The Real Benghazi Story: U.S. Op to Arm al-Qaeda in Syria?


During an interview with CNBC’s Larry Kudlow, radio talk show host John Baxter said the resignation of CIA Director David Petraeus had nothing to do with an extramarital affair with his biographer, reserve Army officer Paula Broadwell, but was related to U.S. policy in the Middle East, ongoing “color revolutions” in the region, and specifically the operation underway to arm al-Qaeda in Syria and overthrow the al-Assad regime.
“Benghazi is not about Libya, Benghazi is about the policy of the Obama administration to involve the United States without clarity to the American people, not only in Libya but throughout the whole of the Arab world now in turmoil,” Baxter told Kudlow. “Benghazi is about the NSC directing an operation that is perhaps shadowy, perhaps a presidential finding, perhaps doesn’t, that takes arms and men and puts them into Syria in the guise of the Free Syria Army.”
Retired Lt. General William Boykin said in January that Stevens was in Benghazi as part of an effort to arm al-Qaeda, what the corporate media calls the rebels. “More supposition was that he was now funneling guns to the rebel forces in Syria, using essentially the Turks to facilitate that. Was that occurring, (a), and if so, was it a legal covert action?” Boykin said during an interview with CNS News.
Boykin said Stevens was “given a directive to support the Syrian rebels” and the State Department’s Special Mission Compound in Benghazi “would be the hub of that activity.”




In 2011, Stevens was officially appointed to be the Obama administration’s liaison with the “budding Libyan opposition,” according to ABC News. By March, 2011, it was firmly established that the so-called Libya opposition was interchangeable with al-Qaeda. Stevens and the State Department worked directly with Abdelhakim Belhadj of the Libyan Islamic Fighting Group. Belhadj has direct connections to al-Qaeda.
The murder of Stevens, of course, did not slow down the flow of arms from Libya to al-Qaeda in Syria. “The United States is launching a covert operation to send weapons to Syrian rebels for the first time as it ramps up military efforts to oust President Bashar al-Assad,” The Sunday Times reported in early December, 2012.

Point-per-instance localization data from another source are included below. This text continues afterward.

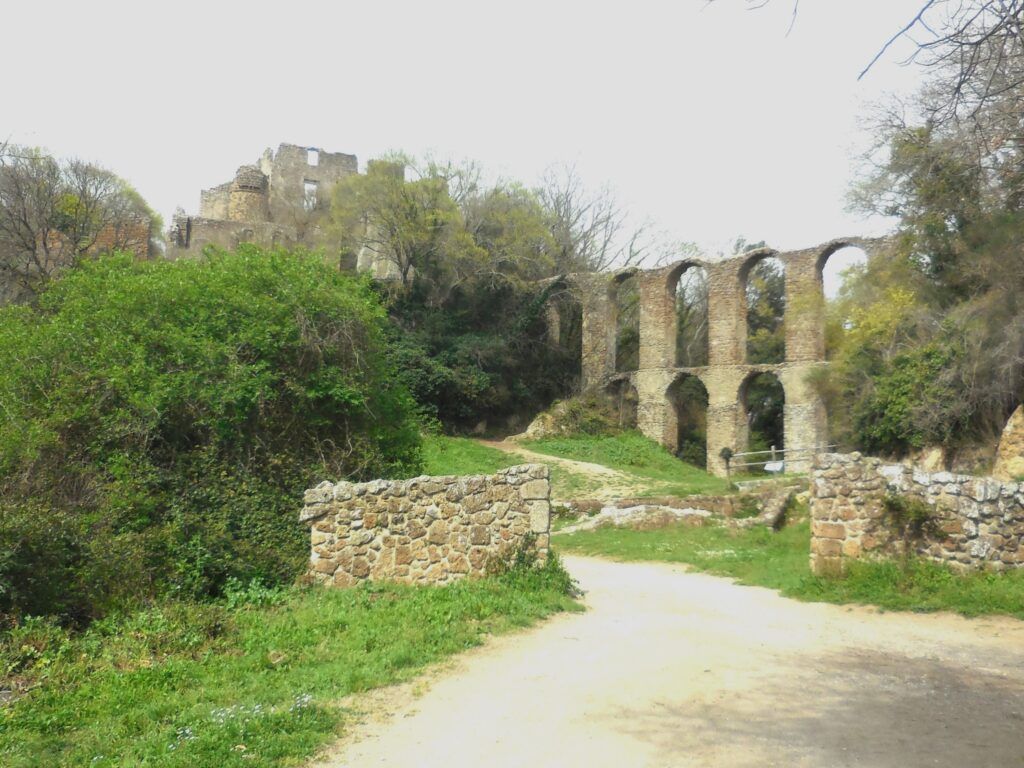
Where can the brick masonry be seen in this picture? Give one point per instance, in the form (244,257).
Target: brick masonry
(426,529)
(976,523)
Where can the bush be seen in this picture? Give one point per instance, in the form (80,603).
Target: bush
(162,419)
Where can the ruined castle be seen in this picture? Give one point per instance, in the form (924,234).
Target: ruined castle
(283,199)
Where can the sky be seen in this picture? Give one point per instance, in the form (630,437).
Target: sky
(712,121)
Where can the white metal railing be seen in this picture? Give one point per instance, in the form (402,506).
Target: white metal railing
(773,460)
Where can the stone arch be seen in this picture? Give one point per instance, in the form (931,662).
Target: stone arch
(762,400)
(625,399)
(688,326)
(624,306)
(838,256)
(563,312)
(686,433)
(762,286)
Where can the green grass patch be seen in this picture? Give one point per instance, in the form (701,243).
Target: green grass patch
(779,560)
(461,456)
(186,684)
(657,471)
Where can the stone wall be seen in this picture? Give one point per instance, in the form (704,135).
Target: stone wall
(426,529)
(974,522)
(728,371)
(265,204)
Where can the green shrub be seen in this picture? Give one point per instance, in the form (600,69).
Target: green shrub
(162,419)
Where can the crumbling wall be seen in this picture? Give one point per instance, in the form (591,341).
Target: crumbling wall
(265,203)
(426,529)
(971,523)
(727,369)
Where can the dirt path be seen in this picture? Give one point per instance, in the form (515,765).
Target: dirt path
(671,669)
(610,484)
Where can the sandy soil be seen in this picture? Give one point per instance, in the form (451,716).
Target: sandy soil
(670,669)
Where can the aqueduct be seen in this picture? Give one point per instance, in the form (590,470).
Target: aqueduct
(653,386)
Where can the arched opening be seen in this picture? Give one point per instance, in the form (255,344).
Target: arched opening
(690,291)
(837,270)
(564,316)
(763,401)
(688,398)
(626,303)
(625,399)
(764,290)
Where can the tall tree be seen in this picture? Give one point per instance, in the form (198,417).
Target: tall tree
(53,212)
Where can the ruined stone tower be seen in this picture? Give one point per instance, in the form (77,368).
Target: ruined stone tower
(280,201)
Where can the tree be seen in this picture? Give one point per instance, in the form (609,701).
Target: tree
(413,225)
(591,229)
(54,212)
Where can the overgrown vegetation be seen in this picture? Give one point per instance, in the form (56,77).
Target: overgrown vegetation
(637,456)
(161,419)
(192,684)
(779,560)
(461,456)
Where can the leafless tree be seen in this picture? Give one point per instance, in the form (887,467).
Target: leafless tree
(591,228)
(52,213)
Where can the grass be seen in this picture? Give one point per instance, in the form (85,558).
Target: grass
(254,685)
(461,456)
(759,556)
(656,471)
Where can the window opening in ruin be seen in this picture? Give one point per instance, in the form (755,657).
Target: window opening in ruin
(626,303)
(764,288)
(625,400)
(837,271)
(309,195)
(688,398)
(565,335)
(691,317)
(763,400)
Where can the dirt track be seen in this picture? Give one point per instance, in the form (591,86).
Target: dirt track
(669,668)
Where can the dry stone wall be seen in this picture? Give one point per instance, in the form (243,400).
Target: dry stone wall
(426,529)
(973,523)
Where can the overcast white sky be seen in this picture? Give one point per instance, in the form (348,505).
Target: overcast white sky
(710,120)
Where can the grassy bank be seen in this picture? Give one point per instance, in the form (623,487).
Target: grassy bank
(656,471)
(461,456)
(252,681)
(758,556)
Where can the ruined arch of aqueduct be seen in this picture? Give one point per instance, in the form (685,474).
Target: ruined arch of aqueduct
(727,371)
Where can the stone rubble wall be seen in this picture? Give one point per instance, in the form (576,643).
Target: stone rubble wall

“Mortars, rocket-propelled grenades and anti-tank missiles will be sent through friendly Middle Eastern countries already supplying the rebels, according to well-placed diplomatic sources. The Americans have bought some of the weapons from the stockpiles of Muammar Gadaffi, the Libyan dictator killed last year. They include SA-7 missiles, which can be used to shoot down aircraft.”